It appears a glassed-in portion of the lobby of the National Commission for Culture and the Arts is being prepared for “beautification” via indoor landscaping.
Against the walls are mounds of earth on which plant stalks stand intermittently; a spade pierces the soil. On one corner, the air-conditioning unit surrounded by bamboo scaffolding is more than halfway engulfed, and up close one realizes the stems are Palm Sunday fronds, some of them dried brown.
Scattered around are more firearms; a severed wooden horse’s head; the Philippine president’s seal; and a vandalized picture of Emilio Aguinaldo in a display case.
The spread is an art installation by Alwin Reamillo. “Tinubuang Lupa” is in connection with the 150th birth anniversary of Andres Bonifacio.
The exhibit, says the curator’s notes, “uses historical records, oral accounts, residual imagery, and popular beliefs in treading the contentious ground of the revolutionary leader’s legacy.
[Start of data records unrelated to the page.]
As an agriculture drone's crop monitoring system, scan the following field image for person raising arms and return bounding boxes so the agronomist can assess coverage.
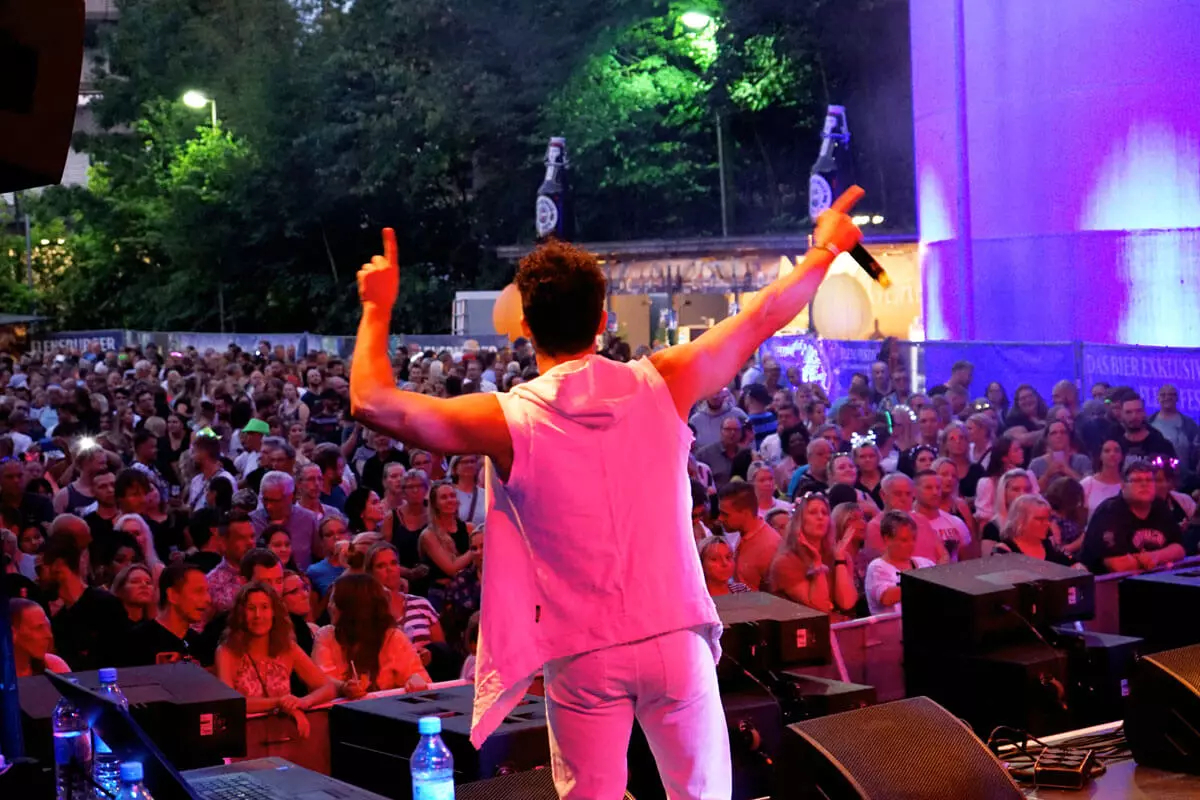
[349,190,863,796]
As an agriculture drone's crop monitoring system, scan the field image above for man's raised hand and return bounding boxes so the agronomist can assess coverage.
[813,185,865,255]
[357,227,401,310]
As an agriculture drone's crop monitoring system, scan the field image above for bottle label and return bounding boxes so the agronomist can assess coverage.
[808,175,833,219]
[413,780,455,800]
[536,196,559,237]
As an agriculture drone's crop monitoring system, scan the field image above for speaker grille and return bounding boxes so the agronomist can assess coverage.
[784,697,1023,799]
[1144,645,1200,693]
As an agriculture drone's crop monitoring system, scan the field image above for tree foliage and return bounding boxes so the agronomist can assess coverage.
[23,0,911,333]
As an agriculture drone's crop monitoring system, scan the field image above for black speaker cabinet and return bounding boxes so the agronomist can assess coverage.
[329,684,549,799]
[1127,643,1200,774]
[0,0,86,192]
[775,696,1024,799]
[1120,570,1200,654]
[715,591,831,675]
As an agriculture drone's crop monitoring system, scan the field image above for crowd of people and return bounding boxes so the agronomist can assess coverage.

Using soil, devotional paraphernalia, and popular imagery, Reamillo plots the shifting terrain in which the vital yield of struggle, revolution, betrayal, heroism and legend germinates.”
“Pag-ibig sa Tinubuang Lupa” is derived from the poem of the same title written by Bonifacio. It has been translated as “Love of Country,” but the last two words that serve as Reamillo’s conceptual headline can be translated as “soil/land from which one sprung/grew.”
In the verses, Supremo, as Bonifacio was also called, famously wrote about there being nothing greater than one’s love for nation.
Recent images
The efforts of the artist are effective because, at first, it is amusing that the show’s title is literally echoed with organic media. Then as the viewer recalls the feats of Bonifacio, what may easily follow is a barrage of recent images of the very same beloved Philippines.
The point is thus brought home, especially when assaulted by the implications of the misplaced weapons, and shreds of what seem to be legal tender, bamboo snakes, and dead greenery.
Flashes of backhoes uncovering dead bodies from the gruesome and yet unresolved Ampatuan massacre; mountains of trash indicative of filth, poverty, over-consumption, and environmental abuse.
Finally, the most recent, with climate change as vestige of the planet’s ravaging, Reamillo’s earth made infertile by social iniquities brings to mind the flotsam-ridden, cadaver-strewn land left by “Yolanda”—completing the metaphor, which is simply the question of whether or not the seed of Bonifacio’s call to arms for the love of country has cultivated desired ideals.
Exploited land
Antares Gomez Bartolome, in his curator’s notes “A Strange and Bitter Crop,” says the zigzagging mounds imply that “the crooked horizon broadens and tinubuan takes on the meaning of ‘exploited,’ of tubo as ‘profit,’ and digs up not only the archipelago’s persistent feudalisms but also the character of its stewards…”
He laments: “For over a century since Bonifacio’s death, the land was blighted by massive corruption, systematic impoverishment and neglect, political killings and enforced disappearances.”
The dredging of earth is then not just a picture of the constant search for bodies; it is also a cry for the exhumation and resurrection of Gat Andres Bonifacio’s creed, because, as Bartolome says, “looking for bodies… is a search that spans the land, sows anger surely, waits but a season.”